Although we conclude that the whiskey seized at the time of appellant's arrest was admissible as evidence, on the other hand we think the Commonwealth's case was adequately proven even if such proof had been excluded from the case. The crime of breaking into a storehouse with intent to steal is denounced by KRS 433.190, and the gravamen of the offense is the felonious breaking with intent to steal and not the actual taking of property. It is competent to prove that goods were taken from the building broken into, however, for the purpose of establishing the intent with which the breaking was done. But, it is not necessary to prove that the accused actually stole or carried away anything. Sorke v. Commonwealth, 271 Ky. 482, 112 S.W.2d 676. In the case of Kidd v. Commonwealth, 273 Ky. 300, 116 S.W.2d 636, a night watchman heard the crash of broken glass and saw the accused fleeing from the scene of the crime empty handed. The accused was apprehended after a chase, but he escaped and was later caught. This Court held therein that criminal intent can be inferred when a forcible entry is attempted under such suspicious circumstances and sustained a conviction on a charge similar to the one under consideration. We have set out facts in detail herein that are more than adequate to support the judgment of the lower court.
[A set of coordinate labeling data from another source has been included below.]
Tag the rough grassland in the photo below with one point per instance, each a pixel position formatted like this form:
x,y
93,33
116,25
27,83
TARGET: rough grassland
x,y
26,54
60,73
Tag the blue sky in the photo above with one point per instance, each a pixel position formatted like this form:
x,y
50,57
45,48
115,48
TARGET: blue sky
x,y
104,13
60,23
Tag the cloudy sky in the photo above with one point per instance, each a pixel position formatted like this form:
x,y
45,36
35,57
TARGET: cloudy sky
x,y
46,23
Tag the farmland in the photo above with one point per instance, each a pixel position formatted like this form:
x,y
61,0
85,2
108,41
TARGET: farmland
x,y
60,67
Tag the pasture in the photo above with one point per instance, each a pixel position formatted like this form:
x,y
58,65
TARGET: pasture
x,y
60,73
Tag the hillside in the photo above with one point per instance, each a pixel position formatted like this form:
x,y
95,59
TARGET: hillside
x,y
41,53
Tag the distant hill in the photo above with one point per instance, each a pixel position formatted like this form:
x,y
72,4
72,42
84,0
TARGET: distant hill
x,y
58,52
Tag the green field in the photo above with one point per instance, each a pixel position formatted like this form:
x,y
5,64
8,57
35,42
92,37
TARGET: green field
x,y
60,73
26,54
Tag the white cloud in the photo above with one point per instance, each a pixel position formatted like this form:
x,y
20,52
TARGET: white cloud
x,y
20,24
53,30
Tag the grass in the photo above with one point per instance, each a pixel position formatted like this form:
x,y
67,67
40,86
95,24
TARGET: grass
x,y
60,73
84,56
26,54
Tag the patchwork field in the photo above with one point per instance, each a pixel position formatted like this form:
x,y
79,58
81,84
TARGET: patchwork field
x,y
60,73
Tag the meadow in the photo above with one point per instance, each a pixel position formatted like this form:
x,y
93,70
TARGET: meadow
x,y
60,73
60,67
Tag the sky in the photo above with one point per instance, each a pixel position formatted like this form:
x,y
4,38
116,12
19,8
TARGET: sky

We turn now to the contention that the jury should have been instructed to determine whether the officers, in making the arrest, had reasonable grounds to believe appellant had committed a felony. This contention would be a valid one if the facts were in conflict. Commonwealth v. Bollinger, 198 Ky. 646, 249 S.W. 786. We have many times ruled that where the admissibility of evidence depends upon a preliminary disputed question of fact, the court should direct the jury to disregard the evidence offered unless they find in favor of the preliminary fact. See Morris v. Commonwealth, 231 Ky. 838, 22 S.W.2d 295, and the many cases cited therein on this subject. It follows as a logical consequence that where no disputed question of fact presents *500 itself to the court, there is no question for the jury to pass on. Appellant neither testified himself nor offered any evidence to disapprove any statement made by the witnesses for the Commonwealth. Therefore, under the circumstances the reasonableness of the arrest was properly withheld from jury consideration.

We find that no error was committed in the trial below and that appellant's substantial rights have not been prejudiced.

Wherefore, the judgment is affirmed.